Continuing the discussion on the merits of numismatic museums, Douglas Mudd writes:
As a correction to Alan Weinberg's comments on the Lilly collection, the exhibition was not taken down because of questions about the authenticity of its objects - it was taken down because the National Museum of American History, in its wisdom, decided that it would rather have a hole in the floor where the exhibit was located - so that the public could look down on the Star-Spangled Banner which flew over Fort McHenry.

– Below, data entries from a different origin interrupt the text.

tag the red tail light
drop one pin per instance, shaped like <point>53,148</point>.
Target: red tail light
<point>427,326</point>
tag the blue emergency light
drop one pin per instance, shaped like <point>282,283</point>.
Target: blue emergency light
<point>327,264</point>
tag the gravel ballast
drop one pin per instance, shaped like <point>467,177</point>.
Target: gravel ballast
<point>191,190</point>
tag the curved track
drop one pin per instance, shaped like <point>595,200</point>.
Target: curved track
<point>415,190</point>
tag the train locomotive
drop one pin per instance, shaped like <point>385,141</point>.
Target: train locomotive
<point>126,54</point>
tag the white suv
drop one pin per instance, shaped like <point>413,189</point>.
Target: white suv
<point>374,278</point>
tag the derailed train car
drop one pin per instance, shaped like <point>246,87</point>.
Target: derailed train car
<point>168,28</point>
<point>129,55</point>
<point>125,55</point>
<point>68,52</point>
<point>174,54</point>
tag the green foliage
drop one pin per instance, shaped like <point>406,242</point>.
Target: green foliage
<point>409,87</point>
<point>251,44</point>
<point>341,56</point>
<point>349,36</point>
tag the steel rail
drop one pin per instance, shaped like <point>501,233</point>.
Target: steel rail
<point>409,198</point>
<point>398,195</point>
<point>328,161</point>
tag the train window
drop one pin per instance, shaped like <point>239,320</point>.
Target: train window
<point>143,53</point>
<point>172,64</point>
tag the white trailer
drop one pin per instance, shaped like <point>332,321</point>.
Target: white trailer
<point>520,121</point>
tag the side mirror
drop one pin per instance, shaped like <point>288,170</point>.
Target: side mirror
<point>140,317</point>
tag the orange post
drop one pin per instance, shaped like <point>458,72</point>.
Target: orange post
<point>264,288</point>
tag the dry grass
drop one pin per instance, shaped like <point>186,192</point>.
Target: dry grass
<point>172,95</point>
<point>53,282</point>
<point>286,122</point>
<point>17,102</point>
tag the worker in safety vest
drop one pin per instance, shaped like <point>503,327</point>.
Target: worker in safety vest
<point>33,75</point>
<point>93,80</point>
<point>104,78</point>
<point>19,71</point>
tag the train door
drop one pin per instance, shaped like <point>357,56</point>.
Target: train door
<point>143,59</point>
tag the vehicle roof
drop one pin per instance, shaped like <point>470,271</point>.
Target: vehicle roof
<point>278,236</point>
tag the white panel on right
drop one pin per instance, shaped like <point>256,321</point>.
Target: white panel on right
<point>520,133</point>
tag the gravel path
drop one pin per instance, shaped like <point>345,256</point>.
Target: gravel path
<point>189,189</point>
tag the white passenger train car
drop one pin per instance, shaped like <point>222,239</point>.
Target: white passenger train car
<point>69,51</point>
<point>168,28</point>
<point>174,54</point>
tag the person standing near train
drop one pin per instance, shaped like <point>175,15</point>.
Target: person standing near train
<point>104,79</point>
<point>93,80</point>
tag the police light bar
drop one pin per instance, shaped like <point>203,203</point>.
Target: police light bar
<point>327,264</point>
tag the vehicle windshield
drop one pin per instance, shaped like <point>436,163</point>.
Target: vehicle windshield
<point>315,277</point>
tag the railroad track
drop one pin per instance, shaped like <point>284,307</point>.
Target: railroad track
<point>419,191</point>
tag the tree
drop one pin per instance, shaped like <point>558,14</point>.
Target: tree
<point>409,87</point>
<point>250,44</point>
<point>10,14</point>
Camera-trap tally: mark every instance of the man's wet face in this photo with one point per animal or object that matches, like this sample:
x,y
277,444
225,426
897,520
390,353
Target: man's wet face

The staff of the National Numismatic Collection and many collectors who were aware of the situation opposed the takedown (as did scholars concerned about flag etiquette), but to no avail - the then-management of the museum was not interested in numismatics. There are over 6,000 gold items in the Lilly collection including approximately 50 of the ingots Alan mentions. The vast majority of the collection is of unquestioned authenticity. Of the four ingots that have been scientifically examined by knowledgeable and unbiased experts (Bob Evans and Fred Holabird), two were found to be fakes. This is the area where many previously questioned pieces have been vindicated by recent underwater archaeology.

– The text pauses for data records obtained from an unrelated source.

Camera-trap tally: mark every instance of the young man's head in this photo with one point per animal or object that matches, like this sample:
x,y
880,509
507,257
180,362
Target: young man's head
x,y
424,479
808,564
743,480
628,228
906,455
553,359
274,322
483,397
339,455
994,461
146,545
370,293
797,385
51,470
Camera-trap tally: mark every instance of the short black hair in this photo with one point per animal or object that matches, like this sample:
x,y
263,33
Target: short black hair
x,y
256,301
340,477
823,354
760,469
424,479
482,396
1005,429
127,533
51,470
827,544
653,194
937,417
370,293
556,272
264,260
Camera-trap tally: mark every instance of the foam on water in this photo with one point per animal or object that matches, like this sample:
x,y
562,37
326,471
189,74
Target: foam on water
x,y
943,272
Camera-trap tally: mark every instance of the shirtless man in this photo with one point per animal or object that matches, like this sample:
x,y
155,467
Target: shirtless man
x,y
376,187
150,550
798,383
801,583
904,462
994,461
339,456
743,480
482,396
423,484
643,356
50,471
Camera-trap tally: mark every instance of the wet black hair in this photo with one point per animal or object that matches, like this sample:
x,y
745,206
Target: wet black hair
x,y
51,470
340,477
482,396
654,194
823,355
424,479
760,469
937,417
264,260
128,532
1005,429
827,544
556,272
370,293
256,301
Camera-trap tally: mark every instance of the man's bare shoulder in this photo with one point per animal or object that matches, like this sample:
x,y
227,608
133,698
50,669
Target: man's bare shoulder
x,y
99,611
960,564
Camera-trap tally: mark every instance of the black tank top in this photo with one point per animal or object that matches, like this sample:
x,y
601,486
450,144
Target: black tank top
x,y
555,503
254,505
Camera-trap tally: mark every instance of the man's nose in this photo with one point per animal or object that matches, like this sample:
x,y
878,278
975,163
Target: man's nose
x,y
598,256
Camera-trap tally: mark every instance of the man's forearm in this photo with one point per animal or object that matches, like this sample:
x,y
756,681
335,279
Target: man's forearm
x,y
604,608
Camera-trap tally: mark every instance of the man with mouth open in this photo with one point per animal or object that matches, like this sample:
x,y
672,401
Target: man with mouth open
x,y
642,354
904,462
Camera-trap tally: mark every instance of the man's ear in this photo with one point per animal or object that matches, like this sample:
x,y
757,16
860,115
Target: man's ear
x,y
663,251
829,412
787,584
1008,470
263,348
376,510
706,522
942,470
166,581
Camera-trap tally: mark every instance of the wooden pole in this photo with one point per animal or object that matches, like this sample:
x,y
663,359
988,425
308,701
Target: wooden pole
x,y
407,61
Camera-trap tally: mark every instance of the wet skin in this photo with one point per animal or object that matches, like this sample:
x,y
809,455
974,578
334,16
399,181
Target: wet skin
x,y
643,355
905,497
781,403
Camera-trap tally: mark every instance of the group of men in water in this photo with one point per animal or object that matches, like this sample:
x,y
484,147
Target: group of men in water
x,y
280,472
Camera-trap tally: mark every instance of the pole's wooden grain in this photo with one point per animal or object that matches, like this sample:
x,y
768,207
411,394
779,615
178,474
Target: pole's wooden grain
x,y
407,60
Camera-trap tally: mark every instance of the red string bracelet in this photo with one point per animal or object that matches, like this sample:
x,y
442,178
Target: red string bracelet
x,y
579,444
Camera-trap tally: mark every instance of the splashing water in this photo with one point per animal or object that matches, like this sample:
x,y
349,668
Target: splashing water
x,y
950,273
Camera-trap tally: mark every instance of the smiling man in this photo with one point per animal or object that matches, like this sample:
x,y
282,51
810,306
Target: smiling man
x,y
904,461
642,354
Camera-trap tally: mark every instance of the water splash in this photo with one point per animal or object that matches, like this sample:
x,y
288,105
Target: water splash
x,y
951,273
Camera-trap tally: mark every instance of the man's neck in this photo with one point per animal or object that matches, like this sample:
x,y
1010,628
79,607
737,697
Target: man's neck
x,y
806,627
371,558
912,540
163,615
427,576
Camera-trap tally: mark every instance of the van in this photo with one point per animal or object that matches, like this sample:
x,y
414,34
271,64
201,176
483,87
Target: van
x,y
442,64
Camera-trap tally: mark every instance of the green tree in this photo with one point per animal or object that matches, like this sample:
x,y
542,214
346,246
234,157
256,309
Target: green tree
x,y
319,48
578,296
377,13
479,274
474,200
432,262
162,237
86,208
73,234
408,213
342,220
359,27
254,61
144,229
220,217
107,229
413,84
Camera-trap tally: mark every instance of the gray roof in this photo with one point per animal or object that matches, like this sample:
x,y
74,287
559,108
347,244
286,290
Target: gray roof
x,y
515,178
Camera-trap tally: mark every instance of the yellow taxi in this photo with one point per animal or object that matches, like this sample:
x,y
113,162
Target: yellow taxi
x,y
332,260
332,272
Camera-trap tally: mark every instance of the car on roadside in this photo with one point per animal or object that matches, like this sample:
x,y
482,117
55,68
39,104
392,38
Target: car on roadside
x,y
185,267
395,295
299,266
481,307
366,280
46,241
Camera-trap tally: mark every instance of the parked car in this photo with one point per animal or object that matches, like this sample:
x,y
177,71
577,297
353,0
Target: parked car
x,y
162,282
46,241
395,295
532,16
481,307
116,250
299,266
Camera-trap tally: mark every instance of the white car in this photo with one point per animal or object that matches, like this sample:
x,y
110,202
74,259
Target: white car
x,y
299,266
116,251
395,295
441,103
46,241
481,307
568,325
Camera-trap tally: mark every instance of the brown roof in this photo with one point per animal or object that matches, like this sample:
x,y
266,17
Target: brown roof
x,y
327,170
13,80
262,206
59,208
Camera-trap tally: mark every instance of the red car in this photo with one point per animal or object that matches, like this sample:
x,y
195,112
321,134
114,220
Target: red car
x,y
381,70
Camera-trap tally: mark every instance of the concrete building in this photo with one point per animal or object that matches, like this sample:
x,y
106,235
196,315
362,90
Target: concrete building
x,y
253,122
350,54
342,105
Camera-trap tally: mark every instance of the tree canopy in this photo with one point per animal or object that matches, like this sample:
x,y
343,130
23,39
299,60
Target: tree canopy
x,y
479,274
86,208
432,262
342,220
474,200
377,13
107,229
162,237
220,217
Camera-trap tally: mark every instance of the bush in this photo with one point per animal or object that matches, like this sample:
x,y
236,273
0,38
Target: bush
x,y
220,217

On the subject of museums containing fakes - there is no better place for them. They can then form a benchmark with which to compare and check other pieces for authenticity instead of being passed from unsuspecting collector to another or, worse, from collectors or dealers who do know that they are fakes. At the least the pieces are out of the market.

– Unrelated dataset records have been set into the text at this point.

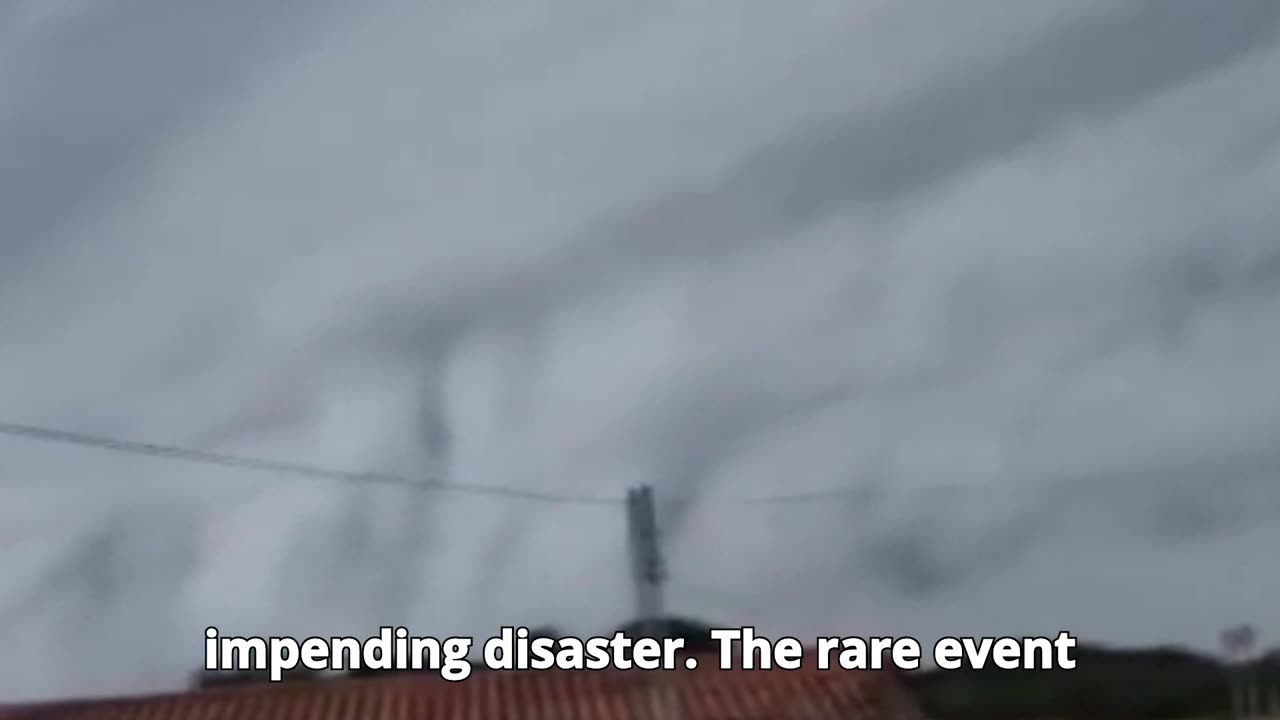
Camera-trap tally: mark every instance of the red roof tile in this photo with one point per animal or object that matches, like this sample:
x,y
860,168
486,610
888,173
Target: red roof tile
x,y
705,693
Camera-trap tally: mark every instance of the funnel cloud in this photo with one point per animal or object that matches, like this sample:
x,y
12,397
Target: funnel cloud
x,y
918,318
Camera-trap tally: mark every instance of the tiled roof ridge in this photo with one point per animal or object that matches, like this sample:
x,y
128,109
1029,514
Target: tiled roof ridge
x,y
344,688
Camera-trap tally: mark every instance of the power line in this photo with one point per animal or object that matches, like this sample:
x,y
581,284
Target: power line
x,y
1255,469
283,468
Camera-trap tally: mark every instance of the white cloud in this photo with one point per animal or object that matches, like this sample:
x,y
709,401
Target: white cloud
x,y
730,251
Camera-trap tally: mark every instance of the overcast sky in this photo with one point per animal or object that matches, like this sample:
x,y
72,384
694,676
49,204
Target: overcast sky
x,y
1006,272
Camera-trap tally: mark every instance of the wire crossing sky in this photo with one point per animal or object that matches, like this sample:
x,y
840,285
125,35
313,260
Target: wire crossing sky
x,y
919,318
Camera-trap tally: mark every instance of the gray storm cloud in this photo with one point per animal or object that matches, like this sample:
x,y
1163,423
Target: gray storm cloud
x,y
995,286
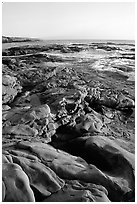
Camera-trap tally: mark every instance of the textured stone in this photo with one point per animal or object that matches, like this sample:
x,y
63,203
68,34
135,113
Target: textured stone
x,y
10,88
17,188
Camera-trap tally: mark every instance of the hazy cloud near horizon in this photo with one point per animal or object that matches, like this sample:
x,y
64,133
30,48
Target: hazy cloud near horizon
x,y
60,20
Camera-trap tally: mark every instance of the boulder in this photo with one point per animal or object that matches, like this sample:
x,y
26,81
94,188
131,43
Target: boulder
x,y
10,88
16,187
70,167
41,177
34,121
73,191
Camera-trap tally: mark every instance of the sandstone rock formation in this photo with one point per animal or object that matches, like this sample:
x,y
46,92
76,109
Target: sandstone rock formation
x,y
68,123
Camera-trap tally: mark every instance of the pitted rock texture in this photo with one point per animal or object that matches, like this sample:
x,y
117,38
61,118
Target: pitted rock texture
x,y
68,118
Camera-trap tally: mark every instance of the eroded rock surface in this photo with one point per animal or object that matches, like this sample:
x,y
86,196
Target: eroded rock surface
x,y
68,123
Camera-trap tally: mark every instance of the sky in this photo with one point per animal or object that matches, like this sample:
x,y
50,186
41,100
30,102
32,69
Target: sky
x,y
69,20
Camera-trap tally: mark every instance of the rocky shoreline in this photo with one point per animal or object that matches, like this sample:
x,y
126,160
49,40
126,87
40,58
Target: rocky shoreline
x,y
68,123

Of course, Alan's initial point is unfortunately quite valid, especially in the U.S. Without proper staffing and support, public museums cannot do what they have a responsibility to do - make their collections available to the public through exhibitions and publications (books, the web, etc.) or to trusted researchers for study.
It is a terrible problem, and one which will not be solved easily. As a museum professional I wish I could do more to make it happen - I have done my best - as have my colleagues - at the Smithsonian as well as at the ANA.
Unfortunately, it is tough when staffing continues to drop - at the Smithsonian's National Numismatic Collection from eleven positions in 1990 to two in 2004 when I left. The British Museum and British numismatic collections in general seem to have had the best record of maintaining numismatic collections and providing for access and publication - most notably the various British Museum catalogs, which are essential within their research areas.